Bulgarian language is being recognized as Russian

Hello!

I have an annoying problem where my mother language - Bulgarian get’s mistaken for Russian, therefore it tries to correct my spelling in Russian. When I type in English everything works correctly.

I am hosting a local server for Language Tool, but the issue is still there in the cloud based version.

In the options of the browser extension I have set:

  • Mother tongue: English
  • Preferred languages (2):
    English, Български (Bulgarian)
  • (Checked) Always only use these languages for automatic language detection

To reproduce the behavior you can use this test sentence: “Здравей! Как се казваш? Искаш ли днес да говорим?”

Is there any way I can fix this? It becomes really annoying when typing in Bulgarian. Sometimes I mistake the suggestions for genuine and click to accept them, only for it to change the already correct word to an incorrect one (At least in Bulgarian).

Thank you for your support!

Thanks for the report. I can’t reproduce this locally. Have you set fasttextModel and fasttextBinary in your server.properties file? This should improve language detection. Anyway, I wonder why it fails in the cloud. @SteVio1989 Have there been any issues with FastText recently?

This is what it looks locally for me (with FastText configured):

If you hover over the icon, LT says it doesn’t support the language.

With less than 50 (the sentence has 49) characters, ngrams and not fast text are used by the DefaultLanguageIdentifier. @dnaber do you have configured the lang-detect ngrams locally? ngramLangIdentData property in config file.

“source”: “ngram+prefLang(forced: true)”

Sending the same sentence 3x it works for me.

Sorry, I forgot about that. @MrPetrakiev our ngram data hasn’t been trained on Bulgarian IIRC, i.e. it never suggests it, not even with “Always only use these languages for automatic language detection”. I don’t know an easy fix for that.

Hello again! Thanks for your quick replies!

While using the cloud server, then pasting the sentence:

Здравей! Как се казваш? Искаш ли днес да говорим? Здравей! Как се казваш? Искаш ли днес да говорим? Здравей! Как се казваш? Искаш ли днес да говорим?

(Pasted 3 times repeatedly to make the character count larger then 50 characters)

I was able to get the message “This language is not supported”. Not trying to type out a larger sentence in Bulgarian while using the cloud server to test it, was a mistake on my end. It works as expected while using the cloud version.

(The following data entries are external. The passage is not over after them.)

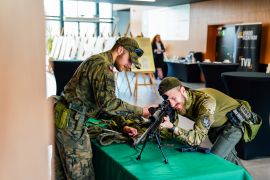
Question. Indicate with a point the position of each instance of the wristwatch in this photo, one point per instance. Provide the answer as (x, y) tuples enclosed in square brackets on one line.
[(172, 129)]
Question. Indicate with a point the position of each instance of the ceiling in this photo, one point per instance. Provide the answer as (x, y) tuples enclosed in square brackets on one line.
[(156, 3)]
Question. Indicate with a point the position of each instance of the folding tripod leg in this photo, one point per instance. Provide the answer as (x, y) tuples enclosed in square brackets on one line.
[(144, 143), (160, 148)]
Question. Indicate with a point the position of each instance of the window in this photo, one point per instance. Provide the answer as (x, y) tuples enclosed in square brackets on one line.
[(52, 28), (52, 7), (88, 28), (78, 17), (105, 10), (174, 20), (105, 29), (79, 9)]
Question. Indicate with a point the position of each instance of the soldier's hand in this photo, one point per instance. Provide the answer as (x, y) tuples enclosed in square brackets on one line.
[(130, 131), (166, 123)]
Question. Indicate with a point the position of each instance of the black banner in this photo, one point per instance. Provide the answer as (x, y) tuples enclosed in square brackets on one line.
[(247, 46)]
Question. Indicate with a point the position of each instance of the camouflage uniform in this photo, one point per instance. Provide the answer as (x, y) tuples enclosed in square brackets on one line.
[(208, 108), (92, 86)]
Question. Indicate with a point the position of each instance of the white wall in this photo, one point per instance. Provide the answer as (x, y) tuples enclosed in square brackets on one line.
[(23, 111), (136, 15)]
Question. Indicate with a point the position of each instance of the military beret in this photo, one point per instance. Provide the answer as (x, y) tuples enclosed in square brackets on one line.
[(167, 84), (133, 48)]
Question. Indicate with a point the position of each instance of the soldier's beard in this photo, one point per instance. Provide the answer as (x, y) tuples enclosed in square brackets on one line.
[(180, 107)]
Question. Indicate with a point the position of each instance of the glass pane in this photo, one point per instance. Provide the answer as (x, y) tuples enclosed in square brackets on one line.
[(105, 10), (71, 28), (105, 29), (79, 9), (87, 28), (52, 28), (52, 7)]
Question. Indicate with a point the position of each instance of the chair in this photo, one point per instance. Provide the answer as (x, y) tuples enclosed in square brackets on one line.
[(253, 87), (63, 71), (212, 74)]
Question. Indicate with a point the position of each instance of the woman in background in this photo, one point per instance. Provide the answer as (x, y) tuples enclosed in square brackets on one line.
[(158, 50)]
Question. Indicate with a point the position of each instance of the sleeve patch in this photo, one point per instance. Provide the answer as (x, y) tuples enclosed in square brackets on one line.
[(206, 122)]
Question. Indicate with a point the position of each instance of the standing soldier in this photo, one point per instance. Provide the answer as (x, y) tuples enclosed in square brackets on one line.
[(91, 93), (224, 119)]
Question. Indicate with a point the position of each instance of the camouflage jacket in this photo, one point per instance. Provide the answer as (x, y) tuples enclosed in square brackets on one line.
[(207, 108), (93, 86)]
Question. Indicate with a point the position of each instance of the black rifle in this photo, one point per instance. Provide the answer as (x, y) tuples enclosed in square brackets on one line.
[(153, 130)]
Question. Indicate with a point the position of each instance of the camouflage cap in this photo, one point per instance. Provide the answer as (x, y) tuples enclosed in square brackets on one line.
[(167, 84), (133, 48)]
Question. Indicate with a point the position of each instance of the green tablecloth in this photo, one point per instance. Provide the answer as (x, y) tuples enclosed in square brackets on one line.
[(118, 161)]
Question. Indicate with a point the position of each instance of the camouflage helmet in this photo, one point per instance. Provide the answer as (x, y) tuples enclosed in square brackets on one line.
[(167, 84), (133, 48)]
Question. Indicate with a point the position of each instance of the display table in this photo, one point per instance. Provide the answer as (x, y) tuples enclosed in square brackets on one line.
[(118, 161), (253, 87), (212, 73), (187, 72)]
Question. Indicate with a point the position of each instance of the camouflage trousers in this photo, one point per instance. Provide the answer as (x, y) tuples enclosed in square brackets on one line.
[(224, 140), (73, 153)]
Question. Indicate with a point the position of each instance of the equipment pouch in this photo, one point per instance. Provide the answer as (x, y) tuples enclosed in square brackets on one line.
[(61, 115)]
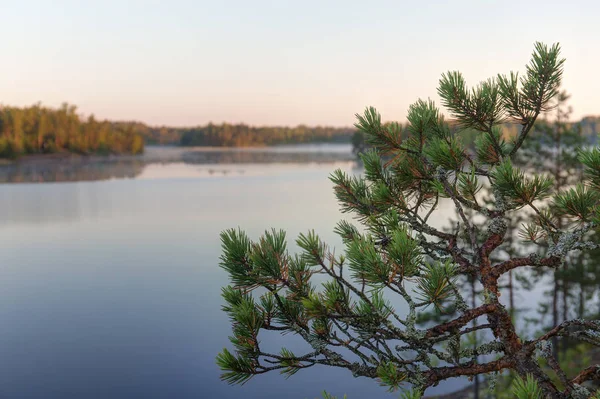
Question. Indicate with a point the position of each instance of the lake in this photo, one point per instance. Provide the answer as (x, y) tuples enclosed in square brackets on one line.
[(111, 288)]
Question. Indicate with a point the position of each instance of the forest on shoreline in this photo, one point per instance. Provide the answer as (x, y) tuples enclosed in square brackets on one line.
[(43, 130)]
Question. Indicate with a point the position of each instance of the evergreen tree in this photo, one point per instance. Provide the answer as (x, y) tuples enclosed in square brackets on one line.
[(349, 320)]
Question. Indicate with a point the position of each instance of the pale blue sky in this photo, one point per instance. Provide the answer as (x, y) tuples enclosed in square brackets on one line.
[(181, 62)]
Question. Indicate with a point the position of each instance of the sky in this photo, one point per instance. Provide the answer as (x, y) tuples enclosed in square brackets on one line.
[(183, 63)]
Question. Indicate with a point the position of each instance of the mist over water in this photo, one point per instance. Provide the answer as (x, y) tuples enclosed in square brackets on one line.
[(111, 288)]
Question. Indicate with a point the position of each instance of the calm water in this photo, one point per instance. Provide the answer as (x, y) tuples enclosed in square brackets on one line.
[(111, 289)]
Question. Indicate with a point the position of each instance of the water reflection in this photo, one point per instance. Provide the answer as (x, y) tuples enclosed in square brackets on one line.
[(76, 168)]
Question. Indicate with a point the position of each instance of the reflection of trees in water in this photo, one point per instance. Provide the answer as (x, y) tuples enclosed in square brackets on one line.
[(46, 169), (60, 171), (229, 157)]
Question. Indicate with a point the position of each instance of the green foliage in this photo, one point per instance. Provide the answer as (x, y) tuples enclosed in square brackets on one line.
[(389, 376), (591, 160), (412, 394), (579, 202), (526, 388), (349, 320), (241, 135), (43, 130), (519, 189), (435, 283)]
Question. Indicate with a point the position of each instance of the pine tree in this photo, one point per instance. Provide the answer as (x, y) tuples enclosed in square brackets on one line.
[(349, 321)]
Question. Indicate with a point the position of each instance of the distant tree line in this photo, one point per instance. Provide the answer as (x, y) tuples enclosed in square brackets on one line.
[(240, 135), (43, 130)]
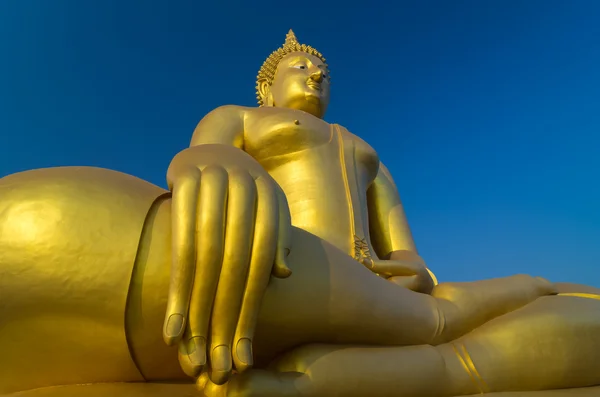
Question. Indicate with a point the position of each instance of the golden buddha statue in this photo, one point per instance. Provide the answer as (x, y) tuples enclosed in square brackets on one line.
[(279, 263)]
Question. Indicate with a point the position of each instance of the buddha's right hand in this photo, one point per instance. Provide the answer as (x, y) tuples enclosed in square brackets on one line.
[(231, 230)]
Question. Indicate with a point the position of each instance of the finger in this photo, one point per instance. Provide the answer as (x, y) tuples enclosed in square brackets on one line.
[(284, 239), (389, 268), (209, 256), (261, 262), (184, 207), (228, 300)]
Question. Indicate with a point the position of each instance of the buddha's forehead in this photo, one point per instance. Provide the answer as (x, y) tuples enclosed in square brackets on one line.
[(299, 55)]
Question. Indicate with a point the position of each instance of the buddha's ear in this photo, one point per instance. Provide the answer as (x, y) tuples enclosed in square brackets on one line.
[(264, 90)]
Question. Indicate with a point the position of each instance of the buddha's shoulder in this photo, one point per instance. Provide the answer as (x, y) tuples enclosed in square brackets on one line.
[(231, 110)]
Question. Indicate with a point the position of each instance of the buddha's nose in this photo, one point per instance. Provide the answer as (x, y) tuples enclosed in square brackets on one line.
[(317, 76)]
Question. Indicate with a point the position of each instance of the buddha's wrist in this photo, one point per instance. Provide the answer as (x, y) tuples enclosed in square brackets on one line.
[(405, 255)]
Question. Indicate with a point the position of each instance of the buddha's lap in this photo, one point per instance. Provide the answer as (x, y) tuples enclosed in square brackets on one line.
[(70, 238), (551, 343)]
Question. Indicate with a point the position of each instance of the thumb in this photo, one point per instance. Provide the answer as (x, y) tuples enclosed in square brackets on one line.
[(392, 268)]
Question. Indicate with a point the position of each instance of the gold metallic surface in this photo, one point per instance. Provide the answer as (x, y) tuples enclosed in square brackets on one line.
[(279, 263)]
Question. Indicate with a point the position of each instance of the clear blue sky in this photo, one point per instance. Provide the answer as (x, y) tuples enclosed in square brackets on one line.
[(486, 112)]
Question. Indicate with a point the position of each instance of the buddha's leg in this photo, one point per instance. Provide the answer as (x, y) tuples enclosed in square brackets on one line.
[(332, 298), (68, 242), (553, 343)]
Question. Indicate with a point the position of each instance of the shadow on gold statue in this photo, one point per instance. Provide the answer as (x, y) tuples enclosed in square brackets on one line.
[(278, 263)]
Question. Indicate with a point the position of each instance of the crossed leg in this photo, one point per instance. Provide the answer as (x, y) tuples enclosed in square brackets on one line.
[(553, 343)]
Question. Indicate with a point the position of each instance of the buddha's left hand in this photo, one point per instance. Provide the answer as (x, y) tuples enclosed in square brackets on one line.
[(404, 268)]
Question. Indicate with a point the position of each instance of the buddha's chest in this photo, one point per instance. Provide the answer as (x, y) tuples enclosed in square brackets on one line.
[(276, 136)]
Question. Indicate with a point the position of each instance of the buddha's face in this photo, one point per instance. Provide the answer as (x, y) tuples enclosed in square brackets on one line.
[(301, 82)]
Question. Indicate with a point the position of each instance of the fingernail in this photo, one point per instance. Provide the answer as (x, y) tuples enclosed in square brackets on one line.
[(243, 350), (196, 348), (175, 325), (220, 362)]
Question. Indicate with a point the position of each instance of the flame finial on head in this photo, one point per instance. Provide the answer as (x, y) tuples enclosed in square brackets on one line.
[(290, 38), (268, 68)]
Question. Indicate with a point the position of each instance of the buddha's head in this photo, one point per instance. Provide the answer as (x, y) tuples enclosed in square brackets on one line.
[(295, 77)]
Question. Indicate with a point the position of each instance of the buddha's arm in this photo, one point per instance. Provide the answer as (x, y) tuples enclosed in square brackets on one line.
[(388, 227), (224, 125)]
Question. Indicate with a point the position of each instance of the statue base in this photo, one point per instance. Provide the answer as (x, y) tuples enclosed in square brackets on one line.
[(189, 390)]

While using my self hosted server, I have the issue no matter how many characters I use. I am unsure how to setup fasttextModel or fasttextBinary in server.properties as I have set up the server as a docker container, which I think was not officially supported. When I try to look in the files of the docker container, it doesn’t have a file server.properties. Instead it has a config.properties file which includes only paths to the ngram files.

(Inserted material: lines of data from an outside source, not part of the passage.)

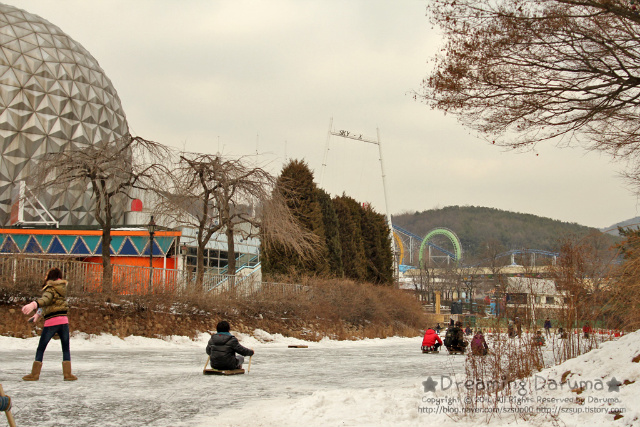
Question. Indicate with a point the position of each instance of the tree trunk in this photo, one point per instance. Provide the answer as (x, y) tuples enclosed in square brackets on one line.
[(200, 267), (231, 252), (107, 268)]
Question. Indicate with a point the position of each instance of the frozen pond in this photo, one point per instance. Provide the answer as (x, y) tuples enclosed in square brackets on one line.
[(138, 385)]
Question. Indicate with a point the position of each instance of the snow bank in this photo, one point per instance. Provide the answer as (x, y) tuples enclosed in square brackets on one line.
[(609, 379)]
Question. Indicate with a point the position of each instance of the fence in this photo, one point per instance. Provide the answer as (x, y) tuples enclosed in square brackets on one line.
[(86, 277)]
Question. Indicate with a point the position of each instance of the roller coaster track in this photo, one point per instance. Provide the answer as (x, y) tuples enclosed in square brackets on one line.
[(398, 232)]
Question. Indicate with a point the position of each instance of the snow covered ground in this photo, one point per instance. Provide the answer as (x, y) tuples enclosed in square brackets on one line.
[(140, 381)]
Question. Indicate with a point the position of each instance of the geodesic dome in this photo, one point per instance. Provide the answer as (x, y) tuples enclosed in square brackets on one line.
[(53, 96)]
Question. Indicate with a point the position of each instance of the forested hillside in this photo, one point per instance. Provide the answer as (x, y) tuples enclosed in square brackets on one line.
[(478, 226)]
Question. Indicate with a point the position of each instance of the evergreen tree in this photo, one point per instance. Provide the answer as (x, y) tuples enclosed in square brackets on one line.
[(377, 246), (296, 185), (332, 233), (354, 260)]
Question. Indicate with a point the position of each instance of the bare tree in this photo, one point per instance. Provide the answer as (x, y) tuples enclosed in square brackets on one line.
[(212, 194), (525, 71), (111, 170)]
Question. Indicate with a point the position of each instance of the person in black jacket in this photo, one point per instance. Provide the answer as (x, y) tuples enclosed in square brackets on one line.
[(222, 349)]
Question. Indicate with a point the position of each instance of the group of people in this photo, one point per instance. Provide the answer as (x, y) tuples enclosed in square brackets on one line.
[(224, 350), (454, 340)]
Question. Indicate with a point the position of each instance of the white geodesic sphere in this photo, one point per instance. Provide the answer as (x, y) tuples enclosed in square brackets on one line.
[(53, 95)]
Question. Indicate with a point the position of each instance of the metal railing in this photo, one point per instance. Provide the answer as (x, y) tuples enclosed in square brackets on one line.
[(84, 277)]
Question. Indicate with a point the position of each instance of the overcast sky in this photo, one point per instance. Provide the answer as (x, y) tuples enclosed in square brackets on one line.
[(240, 77)]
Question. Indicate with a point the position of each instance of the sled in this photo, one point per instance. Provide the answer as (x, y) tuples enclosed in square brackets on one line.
[(211, 371), (451, 351)]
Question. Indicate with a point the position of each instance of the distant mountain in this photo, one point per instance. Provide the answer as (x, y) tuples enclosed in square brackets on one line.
[(613, 230), (481, 227)]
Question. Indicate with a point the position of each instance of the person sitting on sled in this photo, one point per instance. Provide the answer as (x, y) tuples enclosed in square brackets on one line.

The full list of files and folders included in the docker container are:

CHANGES.md
CHANGES.txt
COPYING.txt
META-INF
README.md
config.properties
languagetool-commandline.jar
languagetool-server.jar
languagetool.jar
libs
org
start.sh
testrules.bat
testrules.sh
third-party-licenses

I am unsure if there is even a way to fix it even if I were to use the official method for installation, as you mentioned in your last message that Bulgarian data is not present in the ngram training data.

Thanks for the support!

You could ask the vendor of the docker to include FastText. java -jar languagetool-server.jar will give you a short help about the options in the file. config.properties is probably the same as server.properties. fasttextModel and fasttextBinary are just paths to the FastText model and Linux binary (you might need to compile it).

Thanks again for the quick reply! I will try to ask the docker container vendor for assistance with adding FastText.